The new scanner module, to be implemented in `pkg/scanner/prompti.go`, will leverage the existing `llmdetect.go` component. That detector already uses heuristics—like response timing, streaming patterns, and specific headers—to identify endpoints likely powered by large language models. Once an LLM endpoint is found, the new scanner will automatically inject crafted prompt injection payloads through form parameters, testing whether user-supplied input can manipulate or subvert the AI's behavior. This approach mirrors the established architecture for detecting classic vulnerabilities like SQLi and XSS, using the existing `aggregator.go` framework for a clean integration.

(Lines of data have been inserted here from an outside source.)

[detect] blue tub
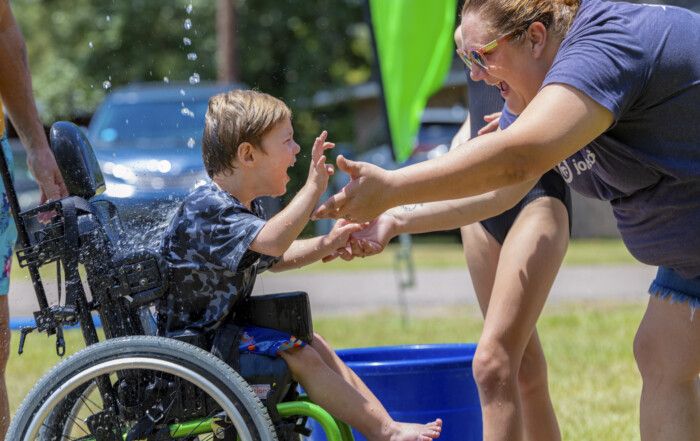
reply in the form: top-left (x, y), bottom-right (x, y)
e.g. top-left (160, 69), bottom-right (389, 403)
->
top-left (310, 344), bottom-right (482, 441)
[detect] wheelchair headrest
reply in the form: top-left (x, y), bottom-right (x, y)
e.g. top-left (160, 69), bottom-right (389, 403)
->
top-left (50, 121), bottom-right (105, 199)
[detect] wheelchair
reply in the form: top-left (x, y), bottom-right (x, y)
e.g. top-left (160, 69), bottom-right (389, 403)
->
top-left (0, 122), bottom-right (353, 441)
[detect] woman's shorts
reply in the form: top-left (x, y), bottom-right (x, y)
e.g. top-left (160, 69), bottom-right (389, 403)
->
top-left (481, 170), bottom-right (571, 245)
top-left (649, 266), bottom-right (700, 310)
top-left (0, 134), bottom-right (17, 295)
top-left (238, 326), bottom-right (306, 357)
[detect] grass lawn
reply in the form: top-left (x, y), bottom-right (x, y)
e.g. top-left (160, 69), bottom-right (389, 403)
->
top-left (7, 300), bottom-right (644, 441)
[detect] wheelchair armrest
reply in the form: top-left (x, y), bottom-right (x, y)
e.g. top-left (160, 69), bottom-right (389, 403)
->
top-left (234, 292), bottom-right (314, 343)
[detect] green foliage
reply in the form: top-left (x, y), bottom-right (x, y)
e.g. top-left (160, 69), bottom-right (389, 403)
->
top-left (13, 0), bottom-right (373, 223)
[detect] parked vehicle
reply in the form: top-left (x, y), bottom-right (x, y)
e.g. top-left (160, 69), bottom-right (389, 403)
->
top-left (87, 83), bottom-right (243, 240)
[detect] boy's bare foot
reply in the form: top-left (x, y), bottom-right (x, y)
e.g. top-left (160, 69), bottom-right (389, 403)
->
top-left (382, 418), bottom-right (442, 441)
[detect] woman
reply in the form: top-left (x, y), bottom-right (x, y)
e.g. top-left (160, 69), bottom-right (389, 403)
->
top-left (322, 0), bottom-right (700, 441)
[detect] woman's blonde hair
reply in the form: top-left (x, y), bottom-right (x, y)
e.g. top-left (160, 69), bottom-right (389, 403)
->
top-left (202, 90), bottom-right (292, 178)
top-left (462, 0), bottom-right (581, 39)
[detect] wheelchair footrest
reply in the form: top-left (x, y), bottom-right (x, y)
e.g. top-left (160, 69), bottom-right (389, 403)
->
top-left (234, 292), bottom-right (314, 343)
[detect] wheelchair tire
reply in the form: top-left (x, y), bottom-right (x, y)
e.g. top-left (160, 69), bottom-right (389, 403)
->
top-left (5, 336), bottom-right (277, 441)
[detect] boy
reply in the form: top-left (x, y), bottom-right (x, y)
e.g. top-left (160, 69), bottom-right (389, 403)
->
top-left (162, 90), bottom-right (442, 441)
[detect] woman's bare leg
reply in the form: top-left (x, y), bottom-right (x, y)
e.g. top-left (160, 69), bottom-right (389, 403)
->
top-left (634, 296), bottom-right (700, 441)
top-left (463, 198), bottom-right (569, 441)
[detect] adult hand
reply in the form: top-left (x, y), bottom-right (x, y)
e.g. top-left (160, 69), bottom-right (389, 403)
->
top-left (312, 156), bottom-right (392, 222)
top-left (27, 147), bottom-right (68, 204)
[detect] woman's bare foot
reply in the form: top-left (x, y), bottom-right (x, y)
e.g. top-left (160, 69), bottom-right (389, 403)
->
top-left (377, 418), bottom-right (442, 441)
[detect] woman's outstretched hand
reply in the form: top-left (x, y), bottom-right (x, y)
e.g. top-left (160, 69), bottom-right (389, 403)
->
top-left (312, 156), bottom-right (392, 222)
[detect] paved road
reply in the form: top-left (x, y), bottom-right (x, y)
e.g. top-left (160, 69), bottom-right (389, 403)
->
top-left (10, 264), bottom-right (656, 317)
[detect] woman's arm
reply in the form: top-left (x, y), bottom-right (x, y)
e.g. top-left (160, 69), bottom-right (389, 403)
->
top-left (352, 179), bottom-right (537, 249)
top-left (314, 84), bottom-right (613, 221)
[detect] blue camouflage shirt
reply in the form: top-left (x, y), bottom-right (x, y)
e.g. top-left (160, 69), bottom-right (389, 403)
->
top-left (159, 182), bottom-right (279, 332)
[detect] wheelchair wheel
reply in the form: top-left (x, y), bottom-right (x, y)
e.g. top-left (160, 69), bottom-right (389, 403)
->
top-left (6, 336), bottom-right (277, 441)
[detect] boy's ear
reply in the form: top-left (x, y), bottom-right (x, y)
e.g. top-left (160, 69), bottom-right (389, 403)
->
top-left (236, 142), bottom-right (257, 167)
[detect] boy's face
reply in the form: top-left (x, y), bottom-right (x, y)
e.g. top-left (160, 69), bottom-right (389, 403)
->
top-left (259, 118), bottom-right (301, 196)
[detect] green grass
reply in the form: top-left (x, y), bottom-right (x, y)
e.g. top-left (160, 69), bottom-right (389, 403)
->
top-left (7, 302), bottom-right (644, 441)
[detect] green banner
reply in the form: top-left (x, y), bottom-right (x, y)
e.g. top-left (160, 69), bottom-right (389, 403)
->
top-left (368, 0), bottom-right (457, 163)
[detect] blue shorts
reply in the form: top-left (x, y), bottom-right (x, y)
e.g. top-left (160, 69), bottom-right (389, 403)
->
top-left (238, 325), bottom-right (306, 357)
top-left (649, 266), bottom-right (700, 310)
top-left (0, 134), bottom-right (17, 295)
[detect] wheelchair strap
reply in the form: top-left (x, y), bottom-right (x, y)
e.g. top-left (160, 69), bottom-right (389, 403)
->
top-left (61, 196), bottom-right (97, 311)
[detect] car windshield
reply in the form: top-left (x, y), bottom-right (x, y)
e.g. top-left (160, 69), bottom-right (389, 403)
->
top-left (90, 101), bottom-right (208, 148)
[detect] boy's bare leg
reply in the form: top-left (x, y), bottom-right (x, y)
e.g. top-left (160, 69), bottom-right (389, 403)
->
top-left (281, 346), bottom-right (442, 441)
top-left (311, 333), bottom-right (384, 408)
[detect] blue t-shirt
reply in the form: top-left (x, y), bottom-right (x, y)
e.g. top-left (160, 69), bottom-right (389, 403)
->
top-left (543, 0), bottom-right (700, 278)
top-left (159, 183), bottom-right (279, 332)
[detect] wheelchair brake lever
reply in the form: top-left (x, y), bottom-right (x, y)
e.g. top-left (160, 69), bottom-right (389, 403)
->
top-left (17, 326), bottom-right (37, 355)
top-left (56, 326), bottom-right (66, 358)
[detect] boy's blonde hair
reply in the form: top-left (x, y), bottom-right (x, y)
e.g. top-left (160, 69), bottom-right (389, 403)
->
top-left (202, 90), bottom-right (292, 178)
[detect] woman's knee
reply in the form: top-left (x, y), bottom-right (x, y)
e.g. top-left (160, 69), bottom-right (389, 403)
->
top-left (472, 342), bottom-right (517, 391)
top-left (518, 350), bottom-right (547, 394)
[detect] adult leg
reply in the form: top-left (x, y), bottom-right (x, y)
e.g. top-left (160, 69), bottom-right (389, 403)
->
top-left (466, 197), bottom-right (568, 440)
top-left (281, 346), bottom-right (442, 441)
top-left (634, 296), bottom-right (700, 441)
top-left (0, 294), bottom-right (11, 439)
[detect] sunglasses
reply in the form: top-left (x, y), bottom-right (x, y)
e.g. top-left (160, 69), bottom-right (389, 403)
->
top-left (457, 31), bottom-right (516, 71)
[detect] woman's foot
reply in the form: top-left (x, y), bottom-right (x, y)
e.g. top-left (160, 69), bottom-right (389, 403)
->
top-left (377, 418), bottom-right (442, 441)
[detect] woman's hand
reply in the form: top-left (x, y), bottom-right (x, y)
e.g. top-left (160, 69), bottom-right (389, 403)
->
top-left (312, 156), bottom-right (392, 222)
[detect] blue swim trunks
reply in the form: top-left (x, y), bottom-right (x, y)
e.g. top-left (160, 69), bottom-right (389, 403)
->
top-left (0, 134), bottom-right (17, 295)
top-left (238, 325), bottom-right (306, 357)
top-left (649, 266), bottom-right (700, 311)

This development signals a strategic shift for WAST from general web security into the specialized arena of AI application security. The successful implementation of this prompt injection detection engine is explicitly framed as the necessary foundation for all subsequent planned AI security features, including stored content injection detection, system prompt extraction, and jailbreak detection. It positions the open-source tool at the forefront of practical, automated testing for one of the most novel and dangerous attack vectors introduced by the widespread integration of LLMs.